When he finally had the time to drop by his parents' house last week to pick up a few things, the former Michigan captain read the message penned to him by the president. Once he had a moment to sit down and digest everything, the significance of the leader of the free world reaching out to one college graduate began to sink in.
"It's an honor," said Morgan, "It's humbling to be recognized like that by the president and for him to see the positive impact I can have. It just goes to show how much of an influence I can actually have in the world."
Despite visiting the Michigan campus a few times during Morgan's time as a student at U-M, Morgan had never had a personal interaction with President Obama or anything that led him to believe he would receive a personal congratulations from the president.
"I know he's a big college basketball fan," said Morgan, "So if he had a minute to watch some games, maybe at one point he watched one of ours, but I didn't expect anything like this at all."
The president didn't reach out to Morgan to talk basketball, though. The letter congratulated Morgan on his graduation and advanced degree but also pointed to the responsibility that comes with such accomplishments.

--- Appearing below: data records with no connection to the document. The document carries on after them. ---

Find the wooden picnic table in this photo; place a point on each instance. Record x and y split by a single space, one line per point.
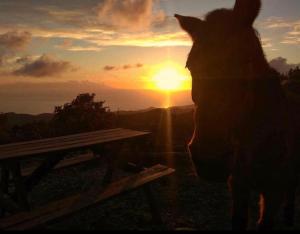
53 150
16 182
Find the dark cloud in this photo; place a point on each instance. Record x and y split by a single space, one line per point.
44 66
133 14
124 67
109 68
281 65
127 66
23 60
11 42
15 40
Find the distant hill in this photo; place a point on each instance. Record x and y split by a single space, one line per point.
21 119
145 114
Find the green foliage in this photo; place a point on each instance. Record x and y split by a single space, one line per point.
83 114
294 74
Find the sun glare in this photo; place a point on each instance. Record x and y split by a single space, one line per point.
170 77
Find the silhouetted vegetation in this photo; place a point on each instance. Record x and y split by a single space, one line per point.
294 74
83 114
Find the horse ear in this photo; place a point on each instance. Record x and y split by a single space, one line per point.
247 11
191 25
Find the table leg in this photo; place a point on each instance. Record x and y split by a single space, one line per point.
155 211
20 194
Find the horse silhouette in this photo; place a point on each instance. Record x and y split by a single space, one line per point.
243 130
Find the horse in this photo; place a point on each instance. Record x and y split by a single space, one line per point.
243 133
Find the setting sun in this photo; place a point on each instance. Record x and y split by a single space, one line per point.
170 77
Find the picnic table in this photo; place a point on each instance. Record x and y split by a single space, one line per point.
16 182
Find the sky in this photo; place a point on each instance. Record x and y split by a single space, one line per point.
116 44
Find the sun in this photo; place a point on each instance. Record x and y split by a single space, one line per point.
170 77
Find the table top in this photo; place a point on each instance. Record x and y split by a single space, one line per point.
31 148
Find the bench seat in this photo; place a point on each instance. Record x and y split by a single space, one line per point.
75 203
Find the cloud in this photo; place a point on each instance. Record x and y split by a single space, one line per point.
124 67
282 65
291 34
15 40
133 14
109 68
44 66
11 42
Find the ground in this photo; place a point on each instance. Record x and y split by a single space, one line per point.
186 202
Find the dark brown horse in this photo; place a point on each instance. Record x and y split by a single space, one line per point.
242 116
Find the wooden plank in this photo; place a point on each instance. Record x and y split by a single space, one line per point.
67 139
54 144
80 201
63 164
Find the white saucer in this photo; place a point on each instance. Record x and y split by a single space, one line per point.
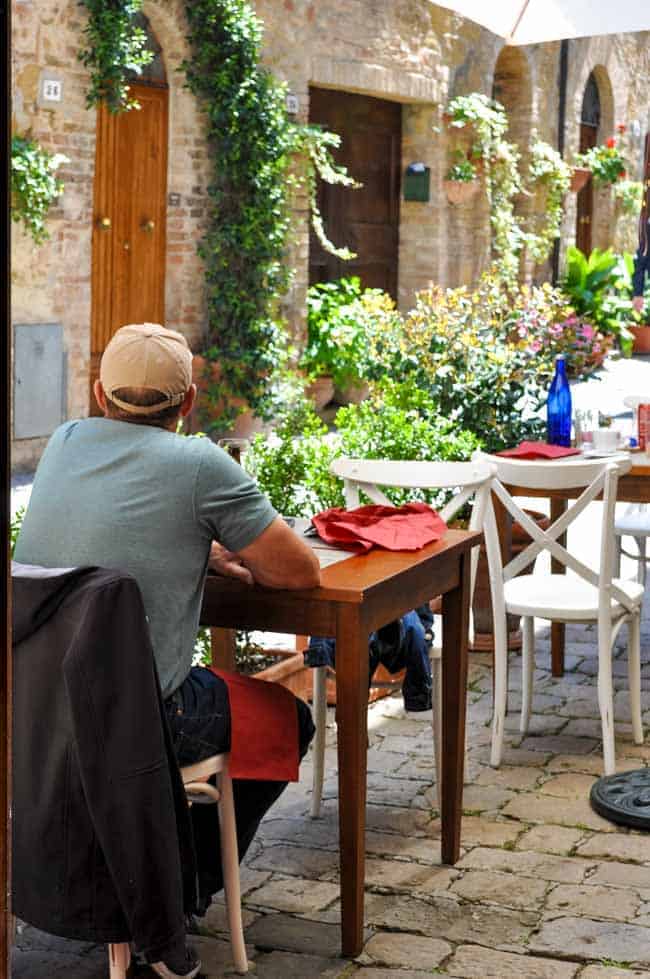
602 453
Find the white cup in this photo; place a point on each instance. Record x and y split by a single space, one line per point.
605 439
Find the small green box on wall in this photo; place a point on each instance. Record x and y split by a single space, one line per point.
416 182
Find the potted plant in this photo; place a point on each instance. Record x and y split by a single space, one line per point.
605 162
335 355
461 180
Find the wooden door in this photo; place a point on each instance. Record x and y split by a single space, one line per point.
585 203
366 219
128 257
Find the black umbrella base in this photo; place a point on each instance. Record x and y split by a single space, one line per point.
624 798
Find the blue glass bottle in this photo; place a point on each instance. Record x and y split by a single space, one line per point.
558 407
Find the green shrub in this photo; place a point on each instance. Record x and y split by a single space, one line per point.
599 287
397 421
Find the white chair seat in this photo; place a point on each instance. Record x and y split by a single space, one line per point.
562 597
635 520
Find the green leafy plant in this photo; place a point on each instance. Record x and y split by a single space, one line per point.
548 171
114 47
462 168
396 422
34 184
599 288
605 161
344 325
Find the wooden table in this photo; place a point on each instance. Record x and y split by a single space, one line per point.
633 487
356 596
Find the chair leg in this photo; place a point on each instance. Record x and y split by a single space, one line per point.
618 548
119 959
436 720
320 720
642 569
606 700
500 694
230 865
528 670
634 676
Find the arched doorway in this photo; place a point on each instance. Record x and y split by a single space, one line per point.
512 88
590 118
129 210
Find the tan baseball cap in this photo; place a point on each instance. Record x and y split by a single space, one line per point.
146 355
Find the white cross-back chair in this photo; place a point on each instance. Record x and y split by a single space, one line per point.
467 481
195 783
583 596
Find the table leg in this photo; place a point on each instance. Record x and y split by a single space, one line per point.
455 619
222 643
558 507
352 666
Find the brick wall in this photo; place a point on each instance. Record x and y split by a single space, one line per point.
407 50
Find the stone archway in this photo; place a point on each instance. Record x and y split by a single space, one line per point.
512 87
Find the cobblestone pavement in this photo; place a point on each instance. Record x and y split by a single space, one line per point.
544 889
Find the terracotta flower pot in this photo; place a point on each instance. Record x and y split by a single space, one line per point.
320 391
641 338
353 394
482 604
461 191
579 178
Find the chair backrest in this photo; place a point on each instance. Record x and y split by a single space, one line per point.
467 480
595 477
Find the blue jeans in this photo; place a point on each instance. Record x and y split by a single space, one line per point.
403 644
199 719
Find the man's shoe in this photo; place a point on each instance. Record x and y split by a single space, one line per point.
182 964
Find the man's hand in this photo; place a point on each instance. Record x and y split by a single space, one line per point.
228 565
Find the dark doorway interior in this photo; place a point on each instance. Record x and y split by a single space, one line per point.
366 220
589 123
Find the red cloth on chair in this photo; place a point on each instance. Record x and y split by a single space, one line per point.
538 450
404 528
264 728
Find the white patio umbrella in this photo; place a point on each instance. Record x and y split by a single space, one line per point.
532 21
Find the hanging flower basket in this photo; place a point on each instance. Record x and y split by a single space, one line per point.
461 191
579 178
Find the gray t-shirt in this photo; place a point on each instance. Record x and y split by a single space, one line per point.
147 501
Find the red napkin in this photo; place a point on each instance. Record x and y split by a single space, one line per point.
538 450
405 528
263 728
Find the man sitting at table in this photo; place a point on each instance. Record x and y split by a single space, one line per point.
125 491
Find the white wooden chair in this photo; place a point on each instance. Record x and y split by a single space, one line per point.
635 521
585 596
468 480
195 782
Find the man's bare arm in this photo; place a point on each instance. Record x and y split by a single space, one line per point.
279 559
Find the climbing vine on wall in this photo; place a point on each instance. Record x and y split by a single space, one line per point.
114 46
34 184
252 143
504 182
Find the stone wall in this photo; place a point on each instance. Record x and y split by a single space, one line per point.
409 51
52 283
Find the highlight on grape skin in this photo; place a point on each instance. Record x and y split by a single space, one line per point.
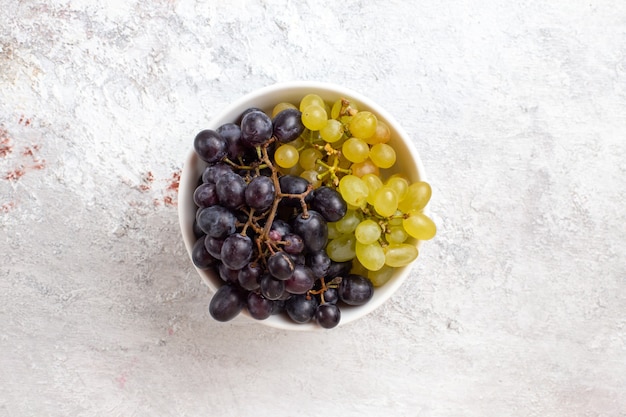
301 213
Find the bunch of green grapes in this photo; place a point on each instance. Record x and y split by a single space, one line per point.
347 149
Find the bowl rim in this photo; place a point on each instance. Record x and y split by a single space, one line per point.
193 163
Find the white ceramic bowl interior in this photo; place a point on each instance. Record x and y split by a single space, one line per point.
408 163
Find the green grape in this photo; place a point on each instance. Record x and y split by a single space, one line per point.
399 184
381 135
310 99
416 198
333 233
400 254
332 131
385 201
373 184
286 156
282 106
365 167
396 234
368 231
357 268
353 190
396 219
363 124
342 248
314 117
311 176
371 256
420 226
383 155
349 222
355 150
335 111
308 157
382 276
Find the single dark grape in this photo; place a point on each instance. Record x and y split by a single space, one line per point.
300 281
288 125
280 265
293 244
228 274
328 315
214 172
281 227
301 308
197 232
259 307
290 184
319 262
298 258
249 276
256 128
210 146
278 307
232 134
260 193
200 256
329 203
217 221
271 287
338 269
236 251
331 296
227 303
214 246
313 230
231 190
205 195
355 290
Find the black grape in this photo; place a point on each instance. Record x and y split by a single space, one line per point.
355 290
329 203
210 146
271 287
313 230
280 265
249 276
288 125
256 128
227 303
236 251
281 227
300 308
290 184
232 135
227 274
319 262
217 221
231 190
293 244
260 193
214 246
259 307
338 269
300 281
328 315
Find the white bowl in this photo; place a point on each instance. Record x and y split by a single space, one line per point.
408 163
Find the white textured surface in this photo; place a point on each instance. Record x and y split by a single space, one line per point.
517 308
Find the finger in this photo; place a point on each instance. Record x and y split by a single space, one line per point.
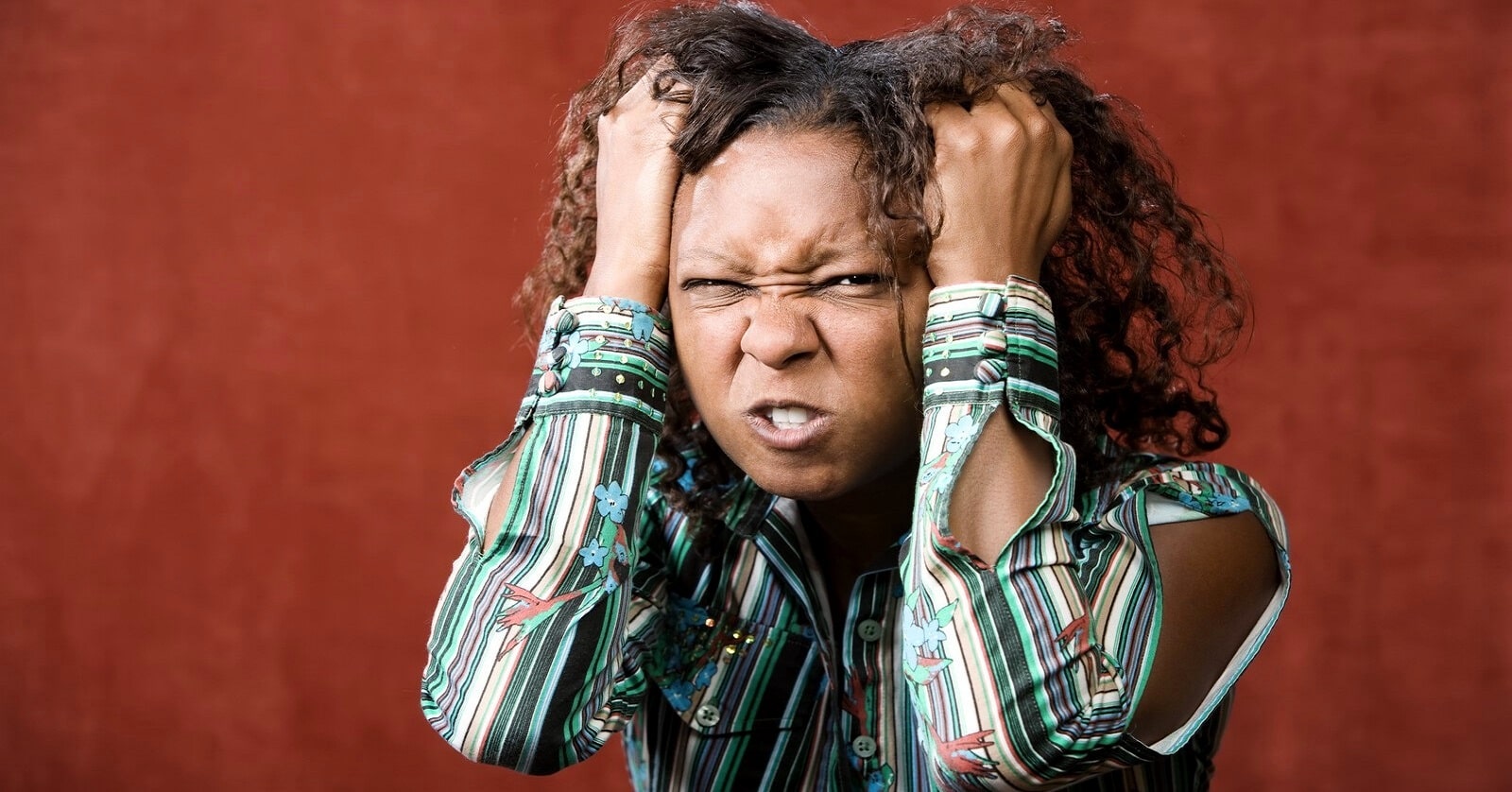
944 115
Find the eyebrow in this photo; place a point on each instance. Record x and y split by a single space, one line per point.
741 265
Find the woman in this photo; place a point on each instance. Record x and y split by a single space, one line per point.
902 507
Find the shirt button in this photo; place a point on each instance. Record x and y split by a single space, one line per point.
707 715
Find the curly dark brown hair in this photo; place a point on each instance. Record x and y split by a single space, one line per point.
1143 297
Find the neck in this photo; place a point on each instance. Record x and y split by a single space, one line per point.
871 517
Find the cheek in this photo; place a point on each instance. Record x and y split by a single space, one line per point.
708 350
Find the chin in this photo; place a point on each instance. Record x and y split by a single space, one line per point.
800 482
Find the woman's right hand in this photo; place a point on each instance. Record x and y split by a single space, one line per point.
637 179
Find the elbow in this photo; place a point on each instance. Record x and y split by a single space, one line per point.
1063 751
490 744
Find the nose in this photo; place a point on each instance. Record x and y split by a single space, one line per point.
779 332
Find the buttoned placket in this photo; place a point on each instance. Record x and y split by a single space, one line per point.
858 661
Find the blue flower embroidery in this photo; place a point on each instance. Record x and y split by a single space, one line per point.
957 434
612 501
642 325
919 637
594 554
679 694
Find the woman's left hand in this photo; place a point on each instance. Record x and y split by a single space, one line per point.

"In the years ahead, I hope you will take up the charge to improve your community, serve our country and make the world a better place for the next generation," the letter read. A tall order coming from the desk of the president, but if there is one man up to the challenge, it's Morgan.
Anyone who spends time with the U-M men's basketball program knows Morgan's up to the task. Aside from being one of three captains this season, Morgan also earned the Thad Garner Leadership Award and was one of several student-athletes to win the Rachel Townsend Award for Community Service, in addition to being one of the Michigan Daily's Student-Athletes of the Year.
On a national level, he was named as a member of the 2014 Allstate NABC Good Works Team, which recognizes college basketball's student-athletes who made a commitment to improving their community and the lives of others.
Morgan isn't sure what he will do with the letter down the road, though it's sure to be a cherished keepsake. He's given it to his mother for the time being.
"I want her to be able to have it," he said, "I know she'll probably end up taking better care of it than I would, and she'll end up doing something special with it. That's why I left it with her."
Morgan has had aspirations of using his degrees to aid Detroit's inner-city youth since his first days in Ann Arbor, so the president's message rang loud and clear, but one line from the letter stuck out to him in particular and left him feeling energized for the future.
"As part of an elite community of scholars and leaders, our Nation will look to you to contribute within and beyond your field and to expand our shared knowledge of the world," read Morgan, "That's inspiring."